The interim report, from a task force established by the Republican chairmen of the House Armed Services Committee, Intelligence Committee and Defence Appropriations Sub-committee, found "widespread dissatisfaction" among Central Command intelligence analysts, who said superiors were doctoring their assessments of American efforts to defeat the ISIS terrorist group.
Central Command, known as Centcom, is the military headquarters in Tampa, Florida, that oversees US military operations across the Middle East and Central Asia.
"Intelligence products approved by senior Centcom leaders typically provided a more positive depiction of US antiterrorism efforts than was warranted by facts on the ground and were consistently more positive than analysis produced by other elements of the intelligence community," a news release about the report said.
"What happened at Centcom is unacceptable - our war fighters suffer when bad analysis is presented to senior policymakers," said Republican Representative Ken Calvert of California.
"The leadership failures at Centcom reach to the very top of the organisation."
The 10-page report detailed persistent problems in 2014 and 2015 in Central Command's description and analysis of American efforts to train Iraqi forces.
Although it offers no definitive evidence that senior Obama administration officials ordered the reports to be doctored, it describes analysts as feeling as though they were under pressure from Centcom leaders to present a more optimistic view of the threat posed by ISIS.
"Throughout the first half of 2015, many Central Command press releases, statements and congressional testimonies were significantly more positive than actual events," the report said.
"For example, a Centcom official stated publicly that a major military assault to take back Mosul could begin as early as April or May 2015." Mosul, Iraq's second-largest city, remains under the control of ISIS.
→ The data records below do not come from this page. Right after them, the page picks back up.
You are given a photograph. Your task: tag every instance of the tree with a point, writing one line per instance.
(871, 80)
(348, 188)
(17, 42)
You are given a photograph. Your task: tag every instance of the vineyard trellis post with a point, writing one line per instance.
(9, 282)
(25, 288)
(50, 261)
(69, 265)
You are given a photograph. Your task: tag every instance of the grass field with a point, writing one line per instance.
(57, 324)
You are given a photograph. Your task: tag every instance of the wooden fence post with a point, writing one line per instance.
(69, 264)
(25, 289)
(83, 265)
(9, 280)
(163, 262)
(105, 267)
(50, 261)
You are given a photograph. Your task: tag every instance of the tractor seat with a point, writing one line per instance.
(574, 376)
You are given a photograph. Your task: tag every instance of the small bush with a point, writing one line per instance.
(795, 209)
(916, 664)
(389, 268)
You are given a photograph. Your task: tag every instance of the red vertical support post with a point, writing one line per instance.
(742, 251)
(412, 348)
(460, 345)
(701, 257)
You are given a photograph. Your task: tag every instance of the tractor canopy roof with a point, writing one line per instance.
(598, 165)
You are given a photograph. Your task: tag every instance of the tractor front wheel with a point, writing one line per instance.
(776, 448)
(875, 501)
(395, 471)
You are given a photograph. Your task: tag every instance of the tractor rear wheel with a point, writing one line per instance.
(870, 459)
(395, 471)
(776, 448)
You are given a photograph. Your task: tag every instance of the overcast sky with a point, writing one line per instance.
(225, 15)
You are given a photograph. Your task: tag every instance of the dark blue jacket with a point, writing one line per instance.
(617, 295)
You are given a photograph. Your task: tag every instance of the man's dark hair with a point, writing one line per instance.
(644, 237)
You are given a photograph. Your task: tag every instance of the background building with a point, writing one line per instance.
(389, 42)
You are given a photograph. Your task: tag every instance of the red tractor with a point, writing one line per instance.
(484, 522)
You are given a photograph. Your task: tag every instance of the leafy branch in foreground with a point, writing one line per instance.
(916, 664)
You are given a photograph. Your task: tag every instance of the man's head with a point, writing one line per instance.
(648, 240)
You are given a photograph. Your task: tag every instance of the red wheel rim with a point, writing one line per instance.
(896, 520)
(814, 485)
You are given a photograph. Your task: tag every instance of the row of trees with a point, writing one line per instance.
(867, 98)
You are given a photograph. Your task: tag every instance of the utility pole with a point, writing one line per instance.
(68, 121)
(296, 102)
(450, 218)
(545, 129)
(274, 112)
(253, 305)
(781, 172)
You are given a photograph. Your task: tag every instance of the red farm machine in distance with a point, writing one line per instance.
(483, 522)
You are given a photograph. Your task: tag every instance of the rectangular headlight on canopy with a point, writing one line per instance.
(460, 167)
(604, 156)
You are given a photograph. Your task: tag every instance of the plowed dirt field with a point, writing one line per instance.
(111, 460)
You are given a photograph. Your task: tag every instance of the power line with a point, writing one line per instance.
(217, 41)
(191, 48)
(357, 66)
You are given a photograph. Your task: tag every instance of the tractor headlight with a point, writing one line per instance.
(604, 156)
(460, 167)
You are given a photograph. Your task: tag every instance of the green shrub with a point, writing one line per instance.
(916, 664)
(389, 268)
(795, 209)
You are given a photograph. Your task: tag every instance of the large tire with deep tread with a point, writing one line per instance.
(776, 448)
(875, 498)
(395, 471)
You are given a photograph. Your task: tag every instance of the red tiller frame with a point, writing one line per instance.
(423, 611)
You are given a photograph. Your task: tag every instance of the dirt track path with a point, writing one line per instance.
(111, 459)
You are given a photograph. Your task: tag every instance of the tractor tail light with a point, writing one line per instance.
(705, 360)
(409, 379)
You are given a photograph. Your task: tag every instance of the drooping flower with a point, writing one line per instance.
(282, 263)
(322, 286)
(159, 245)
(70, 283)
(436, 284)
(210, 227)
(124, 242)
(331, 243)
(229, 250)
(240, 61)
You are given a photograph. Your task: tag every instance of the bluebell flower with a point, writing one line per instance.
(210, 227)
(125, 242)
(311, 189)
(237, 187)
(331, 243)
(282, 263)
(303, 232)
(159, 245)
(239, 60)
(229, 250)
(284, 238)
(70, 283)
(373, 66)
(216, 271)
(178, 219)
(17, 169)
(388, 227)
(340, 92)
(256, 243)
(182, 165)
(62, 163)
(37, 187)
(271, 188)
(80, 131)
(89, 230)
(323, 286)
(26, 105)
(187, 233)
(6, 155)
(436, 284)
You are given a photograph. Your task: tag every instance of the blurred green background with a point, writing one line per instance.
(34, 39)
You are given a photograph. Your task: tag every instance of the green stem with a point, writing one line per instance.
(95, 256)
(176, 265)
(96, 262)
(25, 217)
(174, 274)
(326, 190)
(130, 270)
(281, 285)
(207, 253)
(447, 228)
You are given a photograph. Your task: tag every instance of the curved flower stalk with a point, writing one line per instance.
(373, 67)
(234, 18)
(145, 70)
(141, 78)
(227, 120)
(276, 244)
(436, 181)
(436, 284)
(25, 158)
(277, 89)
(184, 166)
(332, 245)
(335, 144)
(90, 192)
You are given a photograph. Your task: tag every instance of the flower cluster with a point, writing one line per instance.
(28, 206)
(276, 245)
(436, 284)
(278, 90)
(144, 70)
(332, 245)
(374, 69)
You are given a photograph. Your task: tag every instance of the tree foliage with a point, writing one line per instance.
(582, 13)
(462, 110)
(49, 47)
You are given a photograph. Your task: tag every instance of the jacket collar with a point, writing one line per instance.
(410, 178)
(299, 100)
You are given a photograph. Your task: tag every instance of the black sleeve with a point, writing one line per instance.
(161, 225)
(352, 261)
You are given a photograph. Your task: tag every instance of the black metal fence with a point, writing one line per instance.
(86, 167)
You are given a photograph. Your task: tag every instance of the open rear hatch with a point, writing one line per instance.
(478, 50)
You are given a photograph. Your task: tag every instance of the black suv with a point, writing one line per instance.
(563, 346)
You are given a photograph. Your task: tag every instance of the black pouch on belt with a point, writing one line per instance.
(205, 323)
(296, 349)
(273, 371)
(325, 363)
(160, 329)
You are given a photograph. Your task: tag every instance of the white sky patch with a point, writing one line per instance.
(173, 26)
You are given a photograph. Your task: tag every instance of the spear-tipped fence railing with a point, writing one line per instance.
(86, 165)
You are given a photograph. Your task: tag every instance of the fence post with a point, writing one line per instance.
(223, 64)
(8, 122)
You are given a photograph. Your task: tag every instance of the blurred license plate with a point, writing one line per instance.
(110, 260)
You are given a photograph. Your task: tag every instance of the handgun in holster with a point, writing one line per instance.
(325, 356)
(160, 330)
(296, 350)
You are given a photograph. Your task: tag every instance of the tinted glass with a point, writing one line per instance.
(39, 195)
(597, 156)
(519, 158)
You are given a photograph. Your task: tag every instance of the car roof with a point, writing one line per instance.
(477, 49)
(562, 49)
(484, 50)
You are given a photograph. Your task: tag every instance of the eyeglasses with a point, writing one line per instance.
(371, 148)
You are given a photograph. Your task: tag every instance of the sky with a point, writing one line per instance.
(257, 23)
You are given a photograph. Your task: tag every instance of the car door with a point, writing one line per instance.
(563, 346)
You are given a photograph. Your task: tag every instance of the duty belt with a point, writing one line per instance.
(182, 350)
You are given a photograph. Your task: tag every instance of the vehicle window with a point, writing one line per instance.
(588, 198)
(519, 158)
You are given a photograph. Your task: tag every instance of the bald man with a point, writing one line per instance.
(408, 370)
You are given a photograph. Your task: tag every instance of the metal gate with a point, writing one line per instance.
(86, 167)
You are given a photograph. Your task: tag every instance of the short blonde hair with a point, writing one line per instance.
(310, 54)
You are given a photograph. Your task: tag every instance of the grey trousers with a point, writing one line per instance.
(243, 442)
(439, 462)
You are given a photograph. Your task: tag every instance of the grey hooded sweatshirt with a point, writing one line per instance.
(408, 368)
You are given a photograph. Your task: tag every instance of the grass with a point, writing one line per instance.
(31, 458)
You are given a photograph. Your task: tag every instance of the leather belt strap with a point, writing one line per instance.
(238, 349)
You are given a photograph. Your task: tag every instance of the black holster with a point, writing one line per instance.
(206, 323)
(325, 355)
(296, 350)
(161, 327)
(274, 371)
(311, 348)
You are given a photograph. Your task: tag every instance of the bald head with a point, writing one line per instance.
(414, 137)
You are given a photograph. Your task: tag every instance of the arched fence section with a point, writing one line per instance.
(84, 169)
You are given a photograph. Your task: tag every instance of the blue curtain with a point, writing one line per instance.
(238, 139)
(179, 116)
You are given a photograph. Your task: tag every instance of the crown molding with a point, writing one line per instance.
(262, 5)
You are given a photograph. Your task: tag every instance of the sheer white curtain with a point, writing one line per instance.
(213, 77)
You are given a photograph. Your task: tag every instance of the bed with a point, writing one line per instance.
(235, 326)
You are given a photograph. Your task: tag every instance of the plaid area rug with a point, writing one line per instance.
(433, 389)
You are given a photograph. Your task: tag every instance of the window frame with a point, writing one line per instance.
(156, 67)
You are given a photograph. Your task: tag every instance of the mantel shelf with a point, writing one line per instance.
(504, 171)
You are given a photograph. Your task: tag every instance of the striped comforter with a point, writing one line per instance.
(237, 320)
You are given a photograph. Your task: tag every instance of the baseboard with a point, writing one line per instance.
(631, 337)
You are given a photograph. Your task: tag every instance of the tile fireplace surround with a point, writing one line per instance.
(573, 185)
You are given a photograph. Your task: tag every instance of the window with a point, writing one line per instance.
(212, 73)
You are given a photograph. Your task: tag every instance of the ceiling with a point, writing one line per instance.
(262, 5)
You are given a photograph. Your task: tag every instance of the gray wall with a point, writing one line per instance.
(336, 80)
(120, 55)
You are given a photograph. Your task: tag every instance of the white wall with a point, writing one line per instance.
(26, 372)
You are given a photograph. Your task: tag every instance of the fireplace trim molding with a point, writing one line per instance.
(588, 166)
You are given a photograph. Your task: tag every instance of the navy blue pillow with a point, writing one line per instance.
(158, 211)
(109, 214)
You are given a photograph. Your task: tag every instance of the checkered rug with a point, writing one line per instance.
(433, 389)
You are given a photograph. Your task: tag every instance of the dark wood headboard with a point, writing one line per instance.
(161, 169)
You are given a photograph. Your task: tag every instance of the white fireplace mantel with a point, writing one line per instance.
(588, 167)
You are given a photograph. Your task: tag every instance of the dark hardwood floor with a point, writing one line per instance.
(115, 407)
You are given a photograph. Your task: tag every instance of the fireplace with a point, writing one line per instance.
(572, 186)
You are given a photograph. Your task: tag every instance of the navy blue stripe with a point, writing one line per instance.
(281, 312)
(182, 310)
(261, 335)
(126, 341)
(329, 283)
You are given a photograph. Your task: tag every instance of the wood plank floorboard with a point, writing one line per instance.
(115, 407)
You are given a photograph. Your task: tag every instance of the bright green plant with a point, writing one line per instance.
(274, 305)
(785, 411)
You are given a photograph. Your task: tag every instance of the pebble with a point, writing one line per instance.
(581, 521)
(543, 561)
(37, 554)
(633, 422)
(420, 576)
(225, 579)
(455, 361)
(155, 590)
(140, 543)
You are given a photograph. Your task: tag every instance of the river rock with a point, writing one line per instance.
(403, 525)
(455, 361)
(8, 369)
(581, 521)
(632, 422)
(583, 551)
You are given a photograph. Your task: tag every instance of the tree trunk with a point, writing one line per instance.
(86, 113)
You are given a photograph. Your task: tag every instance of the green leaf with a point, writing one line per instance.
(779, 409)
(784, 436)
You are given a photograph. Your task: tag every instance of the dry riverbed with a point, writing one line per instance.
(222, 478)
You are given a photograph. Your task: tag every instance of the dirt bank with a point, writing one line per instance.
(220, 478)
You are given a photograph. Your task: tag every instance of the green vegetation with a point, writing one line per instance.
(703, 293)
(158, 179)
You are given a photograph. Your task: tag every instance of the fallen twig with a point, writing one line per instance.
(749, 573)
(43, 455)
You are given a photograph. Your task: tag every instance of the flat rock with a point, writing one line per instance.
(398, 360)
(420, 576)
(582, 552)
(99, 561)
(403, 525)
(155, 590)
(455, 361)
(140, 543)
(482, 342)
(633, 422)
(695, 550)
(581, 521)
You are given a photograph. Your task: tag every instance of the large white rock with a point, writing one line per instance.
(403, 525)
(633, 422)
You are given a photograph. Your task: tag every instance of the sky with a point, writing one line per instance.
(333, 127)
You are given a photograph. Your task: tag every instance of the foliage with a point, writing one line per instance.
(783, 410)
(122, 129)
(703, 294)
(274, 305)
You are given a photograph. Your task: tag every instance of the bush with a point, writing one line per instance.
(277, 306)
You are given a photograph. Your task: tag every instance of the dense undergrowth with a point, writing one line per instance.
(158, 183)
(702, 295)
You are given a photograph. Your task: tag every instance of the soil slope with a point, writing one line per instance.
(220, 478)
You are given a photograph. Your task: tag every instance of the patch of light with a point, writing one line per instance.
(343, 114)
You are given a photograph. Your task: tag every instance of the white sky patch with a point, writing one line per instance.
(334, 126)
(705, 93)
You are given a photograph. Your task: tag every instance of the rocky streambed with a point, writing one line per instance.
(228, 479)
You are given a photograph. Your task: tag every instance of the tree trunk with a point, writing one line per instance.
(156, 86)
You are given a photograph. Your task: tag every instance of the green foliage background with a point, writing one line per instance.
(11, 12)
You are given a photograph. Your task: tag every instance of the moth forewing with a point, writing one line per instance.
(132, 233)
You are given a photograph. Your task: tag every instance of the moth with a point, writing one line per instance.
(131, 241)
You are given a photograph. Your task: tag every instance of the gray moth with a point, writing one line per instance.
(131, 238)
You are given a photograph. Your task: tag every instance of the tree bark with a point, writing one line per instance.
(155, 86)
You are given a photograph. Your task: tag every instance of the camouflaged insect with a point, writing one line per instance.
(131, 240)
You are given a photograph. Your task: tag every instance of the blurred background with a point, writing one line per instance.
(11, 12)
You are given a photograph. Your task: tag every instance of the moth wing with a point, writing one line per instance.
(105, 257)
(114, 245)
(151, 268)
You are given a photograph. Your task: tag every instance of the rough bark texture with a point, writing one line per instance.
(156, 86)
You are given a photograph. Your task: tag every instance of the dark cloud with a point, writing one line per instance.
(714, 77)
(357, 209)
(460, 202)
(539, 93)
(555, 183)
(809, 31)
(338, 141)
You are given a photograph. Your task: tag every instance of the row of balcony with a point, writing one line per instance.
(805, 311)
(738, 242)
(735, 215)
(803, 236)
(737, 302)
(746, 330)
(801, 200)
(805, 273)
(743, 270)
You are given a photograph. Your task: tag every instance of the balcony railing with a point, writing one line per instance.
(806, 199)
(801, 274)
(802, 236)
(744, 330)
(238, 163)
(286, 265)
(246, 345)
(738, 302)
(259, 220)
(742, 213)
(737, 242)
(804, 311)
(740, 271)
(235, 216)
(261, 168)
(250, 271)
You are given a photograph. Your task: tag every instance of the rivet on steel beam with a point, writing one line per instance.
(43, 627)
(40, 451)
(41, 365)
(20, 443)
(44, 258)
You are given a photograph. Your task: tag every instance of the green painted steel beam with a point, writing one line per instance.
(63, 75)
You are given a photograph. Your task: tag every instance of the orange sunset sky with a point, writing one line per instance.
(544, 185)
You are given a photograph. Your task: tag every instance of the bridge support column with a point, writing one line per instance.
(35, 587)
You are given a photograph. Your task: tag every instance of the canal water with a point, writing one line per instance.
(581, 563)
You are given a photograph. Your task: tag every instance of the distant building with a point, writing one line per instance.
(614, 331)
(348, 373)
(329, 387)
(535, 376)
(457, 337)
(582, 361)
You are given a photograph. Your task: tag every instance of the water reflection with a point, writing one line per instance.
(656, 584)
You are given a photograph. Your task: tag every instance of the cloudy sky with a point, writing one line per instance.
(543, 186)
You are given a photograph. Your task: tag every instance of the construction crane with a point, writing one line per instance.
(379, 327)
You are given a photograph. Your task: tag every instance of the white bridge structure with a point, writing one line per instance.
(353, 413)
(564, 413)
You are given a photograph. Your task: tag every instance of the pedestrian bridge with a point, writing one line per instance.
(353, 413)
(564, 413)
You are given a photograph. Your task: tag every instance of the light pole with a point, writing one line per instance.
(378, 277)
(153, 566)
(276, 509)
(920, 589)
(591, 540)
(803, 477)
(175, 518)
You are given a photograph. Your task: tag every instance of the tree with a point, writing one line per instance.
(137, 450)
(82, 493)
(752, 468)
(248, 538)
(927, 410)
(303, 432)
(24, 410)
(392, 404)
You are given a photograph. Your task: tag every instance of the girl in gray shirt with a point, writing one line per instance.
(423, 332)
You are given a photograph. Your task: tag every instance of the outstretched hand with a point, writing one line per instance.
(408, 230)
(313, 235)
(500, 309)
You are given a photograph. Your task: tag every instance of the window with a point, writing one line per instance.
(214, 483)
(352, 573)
Republicans created the task force after learning that analysts had raised concerns that intelligence about the Middle East- based terrorist group was being manipulated. The report released on Thursday is to be followed up by more extensive findings as the investigation continues.
The investigation has repercussions beyond the question of whether the American-led bombing campaign in Iraq and Syria is succeeding. But last year's allegations called into question how much President Barack Obama could rely on Central Command for honest assessments of military operations in Iraq, Afghanistan, Libya and other crisis spots.
The critiques on ISIS intelligence mirror disputes of more than a decade ago, when a Centcom intelligence analyst, Mr Gregory Hooker, wrote a research paper saying that the administration of President George W. Bush, over many analysts' objections, advocated a small force in Iraq and spent little time thinking about what would follow the 2003 invasion. Mr Hooker also played a key part in the insurrection over ISIS intelligence.
Last year, officials said, Mr Hooker's team concluded that despite public statements to the contrary, air strikes against ISIS-held refineries had not significantly weakened the terrorist group's finances because it had built makeshift refineries to sell oil on the black market. But the finding was not distributed outside Central Command, the New York Times reported in September.